Stingy defense and a bruising ground attack made the football team the most improved team in the Big Sky, but two heart-wrenching defeats likely left players and fans wondering what might have been.

After injuries and ineptitude resulted in a disappointing 4-7 campaign in 2003, the Vikings regrouped behind a healthy offensive line and a deep, relentless defense (7-4, 4-3) to go and nearly earn an invite to the D1-AA postseason playoffs.

The Viks showed their potential in a season-ending four-game win streak, highlighted by a 35-32 home victory over the Montana Grizzlies, a team that would go on to play for the national title.

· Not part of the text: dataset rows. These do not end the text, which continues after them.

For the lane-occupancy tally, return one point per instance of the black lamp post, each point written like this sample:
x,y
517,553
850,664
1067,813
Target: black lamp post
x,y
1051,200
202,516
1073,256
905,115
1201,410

Frustrating back-to-back last-minute losses to Montana State and Northern Arizona were all that kept the Vikings from finishing in a tie for first place. Against Montana State, PSU led the entire game before surrendering a game-tying touchdown as the clock ran out and then losing on the first series of overtime, 31-24. Against Northern Arizona, PSU blew a 10-point lead in the game’s final seven minutes to lose 21-20.

Both losses were partially the products of a conservative offensive attack that was all too often rendered one-dimensional by a thin corps of wide receivers and quarterback Joe Wiser’s inability to get the ball to them.

Senior Ryan Fuqua and junior Joe Rubin proved to be two of the conference’s best running backs, with Fuqua dancing for a league-high 102.1 yards per game and Rubin barreling through defenses for 82.5 yards a contest, good for fifth best in the Big Sky. Fuqua notched his third 1,000-yard season and moved into third on the all-time PSU rushing list. Both benefited from an offensive line with three All-Big Sky second team performers.

Defensive tackles Chris Berg and Chuck Jones were among the 11 other Viks to earn All-Big Sky honors and were big reasons PSU’s defense ranked first in all the major defensive categories and held opponents to the fewest points.